Failure to run ClearML experiment (User aborted: stopping task (3))

mmartin9684-sil commented 1 year ago

A recurring error occurs when running experiments via ClearML on the AQuA server, in which the setup of the Docker container for the experiment aborts immediately after Poetry is installed and before the Python packages are installed.

Sample error log (experiment):

`2023-06-27 02:34:44 installing poetry from spec 'poetry==1.2.2'... 2023-06-27 02:34:49 installed package poetry 1.2.2, installed using Python 3.8.10 These apps are now globally available

poetry done! ✨ 🌟 ✨ ?25hUsing environment access token CLEARML_AUTH_TOKEN=**** 2023-06-27 02:34:49 User aborted: stopping task (3)`

In the case of this specific experiment, the experiment was queued to run immediately after another experiment on the langtech_40gb queue. The preceding experiment saved checkpoints (2 x 5.5GB).

mmartin9684-sil commented 1 year ago

Submitting the same experiment a second time on the same queue (langtech_40gb) resulted in the same error. No other experiments were running at the time, and no experiments had been run for ~6-8 hours.

mmartin9684-sil commented 1 year ago

Submitting the same experiment a third time on a different queue (idx_40gb) resulted in the same error.

mmartin9684-sil commented 1 year ago

Similar experiments on langtech_40gb and idx_40gb queues that are encountering the same error.

Nearly identical experiments ran successfully yesterday.

Note that ClearML doesn't recognize this failure condition immediately. Both these experiments failed 20 minutes ago, and ClearML continues to report them as 'Running'.

mshannon-sil commented 1 year ago

Seems like the issue might be related to the clearml configuration. The final line before the error is ?25hUsing environment access token CLEARML_AUTH_TOKEN=********, and in successful runs the line that should follow is Current configuration (clearml_agent v1.2.4rc2, location: /tmp/clearml.conf): after which it should output the configuration to the log. I'm investigating why that's not happening and will provide an update when I find more information.

mmartin9684-sil commented 1 year ago

Another experiment ran into this error this morning (although most experiments seem to be running successfully).

This experiment was running the 'translate' script (rather than the 'experiment' script). Two other experiments were running concurrently. This was the second of 4 runs of the 'translate' script were in the same queue (serval_production); the first run succeeded, and the third run started successfully immediately after this failure.
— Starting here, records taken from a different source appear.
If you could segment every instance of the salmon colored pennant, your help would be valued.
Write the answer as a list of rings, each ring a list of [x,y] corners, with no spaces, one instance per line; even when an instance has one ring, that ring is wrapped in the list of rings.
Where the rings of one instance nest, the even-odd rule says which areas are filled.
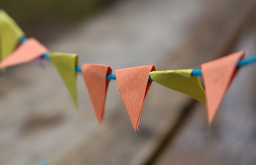
[[[153,65],[116,71],[117,86],[135,131],[138,129],[144,102],[152,81],[149,73],[156,70]]]
[[[192,77],[193,69],[169,70],[150,73],[153,80],[164,87],[187,94],[205,103],[205,92],[197,77]]]
[[[0,12],[0,38],[1,60],[8,57],[25,36],[25,33],[15,21],[6,12],[1,9]]]
[[[76,67],[78,63],[77,55],[61,52],[51,52],[50,56],[62,77],[71,94],[76,107],[78,109],[76,72]]]
[[[82,73],[99,122],[104,122],[105,102],[109,80],[106,75],[112,73],[109,66],[83,64]]]
[[[210,125],[237,73],[239,61],[245,52],[239,51],[201,66],[207,108],[208,124]]]
[[[34,61],[49,51],[49,50],[37,40],[30,38],[0,63],[0,68]]]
mshannon-sil commented 1 year ago

Update, the issue is occurring right after clearml runs the command $LOCAL_PYTHON -u -m clearml_agent execute --disable-monitoring --id [task_id]. I'm pretty sure that when it fails, it fails before it reaches any of our code since it aborts right at the beginning, often before even outputting the clearml configuration. And it doesn't seem likely that the problem is the configuration, because otherwise it shouldn't be succeeding at all.
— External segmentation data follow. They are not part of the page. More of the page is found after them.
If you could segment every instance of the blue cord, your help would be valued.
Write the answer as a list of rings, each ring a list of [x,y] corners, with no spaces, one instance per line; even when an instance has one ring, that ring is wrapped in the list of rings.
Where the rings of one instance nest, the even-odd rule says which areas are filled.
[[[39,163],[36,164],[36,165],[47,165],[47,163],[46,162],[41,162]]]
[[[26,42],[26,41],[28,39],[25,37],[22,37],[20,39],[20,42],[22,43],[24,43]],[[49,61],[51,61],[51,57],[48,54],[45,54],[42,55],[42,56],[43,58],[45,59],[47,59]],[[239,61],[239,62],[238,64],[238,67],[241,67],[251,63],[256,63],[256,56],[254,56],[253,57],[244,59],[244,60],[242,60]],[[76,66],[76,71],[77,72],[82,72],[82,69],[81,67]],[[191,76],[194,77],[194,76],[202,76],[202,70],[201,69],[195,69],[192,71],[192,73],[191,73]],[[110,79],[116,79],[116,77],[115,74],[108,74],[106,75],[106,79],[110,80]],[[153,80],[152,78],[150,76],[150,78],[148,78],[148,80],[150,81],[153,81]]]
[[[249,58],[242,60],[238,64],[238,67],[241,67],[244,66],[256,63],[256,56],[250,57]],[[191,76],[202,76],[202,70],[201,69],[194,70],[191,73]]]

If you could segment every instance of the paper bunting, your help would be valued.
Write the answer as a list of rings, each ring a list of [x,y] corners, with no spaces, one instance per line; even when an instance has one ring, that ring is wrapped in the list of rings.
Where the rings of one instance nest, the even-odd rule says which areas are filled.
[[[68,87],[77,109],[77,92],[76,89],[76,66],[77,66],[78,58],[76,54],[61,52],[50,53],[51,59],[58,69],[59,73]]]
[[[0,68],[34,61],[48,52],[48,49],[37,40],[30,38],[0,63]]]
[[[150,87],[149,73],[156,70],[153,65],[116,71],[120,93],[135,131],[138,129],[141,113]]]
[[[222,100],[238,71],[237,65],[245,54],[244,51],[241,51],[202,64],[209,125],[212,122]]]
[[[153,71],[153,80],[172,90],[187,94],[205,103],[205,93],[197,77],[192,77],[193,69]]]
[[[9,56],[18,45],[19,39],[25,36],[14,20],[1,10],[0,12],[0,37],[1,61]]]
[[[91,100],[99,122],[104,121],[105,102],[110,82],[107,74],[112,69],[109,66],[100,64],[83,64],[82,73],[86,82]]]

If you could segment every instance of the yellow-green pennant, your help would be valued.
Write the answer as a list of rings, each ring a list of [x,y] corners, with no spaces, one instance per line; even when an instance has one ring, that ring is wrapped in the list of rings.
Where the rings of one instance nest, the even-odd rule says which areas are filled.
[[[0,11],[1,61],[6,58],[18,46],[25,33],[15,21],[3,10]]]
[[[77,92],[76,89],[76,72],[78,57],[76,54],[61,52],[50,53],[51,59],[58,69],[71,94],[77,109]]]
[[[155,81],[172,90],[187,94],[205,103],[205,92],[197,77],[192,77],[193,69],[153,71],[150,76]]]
It's possible there's an issue with the server that's causing the tasks to abort, maybe related to the shared mounted cache. Bryan Vold is working on getting me access to the server so that I can investigate this.

mmartin9684-sil commented 1 year ago

Is there any value in looking at updating the release level of our clearml-agent software? I notice that the release we're using for that is quite old (1.2.4rc2, May '22); the latest GA release is 1.5.2 (Mar '23). And the ClearML Server has been updated several times over the past year, most recently on May 28. I think it's on release 3.17 now.

mshannon-sil commented 1 year ago

Yeah I'll take a look at that as well. Even if it's not the cause of the problem, it's likely a good idea to upgrade that now.

bhartmoore commented 1 year ago

Just FYI - I received this error twice this morning running the experiment command (NLLB.1.3B.ne_BNBT-bap_BART.NT_test_OT and NLLB.1.3B.ne_BNBT-bap_BART.NT, the second of which I reset) when the queues were empty. One was on langtech_40gb and one was on idx_40gb. Both continued to think they were running after throwing the error, and appeared to be hung; it was only when I scrolled back up that I found the error:

?25lcreating virtual environment...
creating shared libraries...
upgrading shared libraries...
2023-07-07 06:19:31
installing poetry from spec 'poetry==1.2.2'...
2023-07-07 06:19:36
  installed package poetry 1.2.2, installed using Python 3.8.10
  These apps are now globally available
    - poetry
done! ✨ 🌟 ✨
?25hUsing environment access token CLEARML_AUTH_TOKEN=********
2023-07-07 06:19:36
User aborted: stopping task (3)
2023-07-07 06:19:37
Current configuration (clearml_agent v1.2.4rc2, location: /tmp/clearml.conf):
----------------------
api.version = 1.5
api.verify_certificate = true
api.default_version = 1.5

...etc - log continues and finally hangs at this point:

Executing task id [e9cc2751190747b297483ba38204fa5e]:
repository = https://github.com/sillsdev/silnlp.git
branch = tokenizer_updates_character_handling
version_num = 2632429c5e7c22a8fcfb0fe34f02892fda13365f
tag = 
docker_cmd = nvidia/cuda:11.2.2-cudnn8-runtime-ubuntu20.04 -v /home/clearml/.clearml/hf-cache:/root/.cache/huggingface
entry_point = -m silnlp.nmt.experiment  FT-Nepal\NLLB.1.3B.ne_BNBT-bap_BART.NT_test_OT --mixed-precision --memory-growth --clearml-queue langtech_40gb --save-checkpoints
working_dir = .

Both tasks completed successfully when I started them again.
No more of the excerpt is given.